Advice on the unwriterly and unpublishable life:
- No one, without exception, is intelligent enough to claim truthfulness which is necessary to pass judgement on their own writings.
- Do not doubt or compromise. Instead, you must master the political method of insulting people. This is useful for keeping people at a safe distance and given the pandemic you are better alone than dead.
- Anyone who feels he is your ally or kindred spirit is not basing this feeling on mutuality.
- Hold constant purges of your literary clique. You have no use for proto-extremist leftists or passive admirers of your unwriterly and unpublishable cult personality.
- Your association of radical intellectuals can always get smaller. Be proud of being few.
- When asked how your group of radical intellectuals work, present a thesis, which you will constantly refer to as the yet-to-be-published-thesis or the “Manhattan Project”.
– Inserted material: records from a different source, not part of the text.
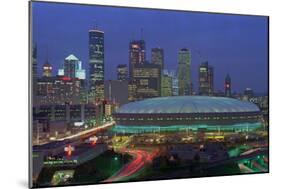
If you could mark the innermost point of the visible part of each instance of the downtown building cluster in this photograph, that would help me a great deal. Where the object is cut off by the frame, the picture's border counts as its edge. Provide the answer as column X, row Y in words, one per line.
column 77, row 92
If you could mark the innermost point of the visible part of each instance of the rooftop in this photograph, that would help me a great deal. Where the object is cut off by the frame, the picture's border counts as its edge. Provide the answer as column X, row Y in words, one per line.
column 187, row 104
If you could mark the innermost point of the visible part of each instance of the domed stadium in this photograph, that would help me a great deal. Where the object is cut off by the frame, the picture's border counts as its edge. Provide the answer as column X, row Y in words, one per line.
column 187, row 112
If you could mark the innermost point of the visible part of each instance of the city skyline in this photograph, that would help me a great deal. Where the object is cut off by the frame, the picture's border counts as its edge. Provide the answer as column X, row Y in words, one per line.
column 235, row 43
column 112, row 107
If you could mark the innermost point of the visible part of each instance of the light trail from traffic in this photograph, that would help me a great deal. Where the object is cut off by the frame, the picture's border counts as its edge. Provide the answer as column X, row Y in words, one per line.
column 87, row 131
column 141, row 158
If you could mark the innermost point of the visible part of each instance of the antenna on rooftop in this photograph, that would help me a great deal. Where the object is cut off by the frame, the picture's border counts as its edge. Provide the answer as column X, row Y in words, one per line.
column 141, row 33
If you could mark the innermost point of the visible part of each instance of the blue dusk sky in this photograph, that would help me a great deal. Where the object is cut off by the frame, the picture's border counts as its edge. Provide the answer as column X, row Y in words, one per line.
column 232, row 44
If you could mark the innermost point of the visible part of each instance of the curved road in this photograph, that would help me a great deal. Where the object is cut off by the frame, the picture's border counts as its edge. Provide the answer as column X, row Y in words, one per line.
column 140, row 159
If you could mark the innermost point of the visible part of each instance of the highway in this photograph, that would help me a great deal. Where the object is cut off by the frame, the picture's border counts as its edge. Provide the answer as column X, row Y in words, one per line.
column 140, row 159
column 106, row 125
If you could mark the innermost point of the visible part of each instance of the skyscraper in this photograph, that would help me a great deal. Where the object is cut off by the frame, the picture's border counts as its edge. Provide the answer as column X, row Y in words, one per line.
column 206, row 79
column 122, row 72
column 175, row 83
column 34, row 69
column 146, row 78
column 157, row 57
column 47, row 69
column 227, row 86
column 166, row 85
column 70, row 66
column 96, row 65
column 184, row 72
column 136, row 54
- When asked what it is about, say “Basically, these are deliberately kept secret conclusions from a theoretical and strategic discussion that governs the entire procedure.” No further explanation.
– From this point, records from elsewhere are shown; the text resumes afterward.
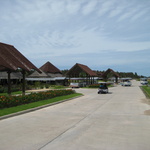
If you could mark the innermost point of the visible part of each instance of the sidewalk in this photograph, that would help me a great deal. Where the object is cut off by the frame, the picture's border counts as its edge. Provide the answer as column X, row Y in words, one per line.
column 113, row 121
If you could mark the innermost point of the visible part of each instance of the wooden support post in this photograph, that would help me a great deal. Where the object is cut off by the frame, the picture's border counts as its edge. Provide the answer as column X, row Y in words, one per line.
column 23, row 82
column 9, row 83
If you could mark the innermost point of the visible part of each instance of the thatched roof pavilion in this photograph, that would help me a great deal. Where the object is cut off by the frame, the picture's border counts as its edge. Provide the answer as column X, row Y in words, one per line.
column 78, row 69
column 12, row 60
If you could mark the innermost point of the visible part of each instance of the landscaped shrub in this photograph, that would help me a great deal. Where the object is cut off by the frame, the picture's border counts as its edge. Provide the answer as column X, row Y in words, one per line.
column 6, row 101
column 97, row 85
- Ask the person asking to keep it-off-the-record even if he is not recording. Before he goes, tell him “This discussion never took place.”
- Meet interviewers in a bar which you will randomly select via a game of darts or roulette.
- The simplest summary of rich and complex conclusions can be reduced to one sentence:
“We must, now, make philosophy a reality.”Even this sentence should never be written down. - In other words: A handful of left-wing bohemians go on a drinking spree, think up an allusion to the young Karl Marx and, for reasons of formal radicalism, declare it necessary not to put anything in writing.
- Make a daily habit of fooling a Stalinist you are a Trotskyite and a Trotskyite you are a Stalinist.
- Be disciplined in your political and theoretical work. Always devote a good part of your writing in assessing political situations in the Global South. At the first instance: stop writing and intervene.
- What slogans and demands? In which form? Debord once said of his Situationist International: “What we did was bring oil to where there was fire.”Always attempt to stir up unrest.
- Rare and fleeting moments is the mark of a successful endeavor.
- Instead of writing a book, why don’t you make a film based on the perpetually yet-to-be-published-book?
- Regardless of the result, report the book to be better than the film.
- Stalinist never cared for the working class!
- Why is everyone suddenly a filmmaker or a DJ?
- Read Carl von Clausewitz, the Prussian military theorist. BUT never quote and recommend to friends for reading.
- Instead of publishing a book, why not develop a complex board game. One that is without winners or losers.
- Revolutionary hope will leave traces in the twilight of your years. Beware of the pessimistic cultural criticism that takes hold.
- In 1985, when Debord criticized the “immigrant question” and spoke of “cultural differences”, he wrote: “Which cultures? There is none left. Do not talk about those absent. If you look for a moment in the face of truth and obviousness, there is only the global, spectacular (American) decline of all culture.”
- Along with unpublishing a book, think of avoiding New York, the center of the world’s cultural life, as much as possible. It is better to go to the boondocks or become an exile.
- Whatever you do, you will always be marked by surviving COVID-19 and Donald Trump and the last four years. The worst is yet to come. And what is about to come will be the epoch of extreme and general stupidity and dulling if it isn’t already here.
- Check the boondocks and town of your exile for a listing of shrinks and therapists. Suicide is always “on the table”.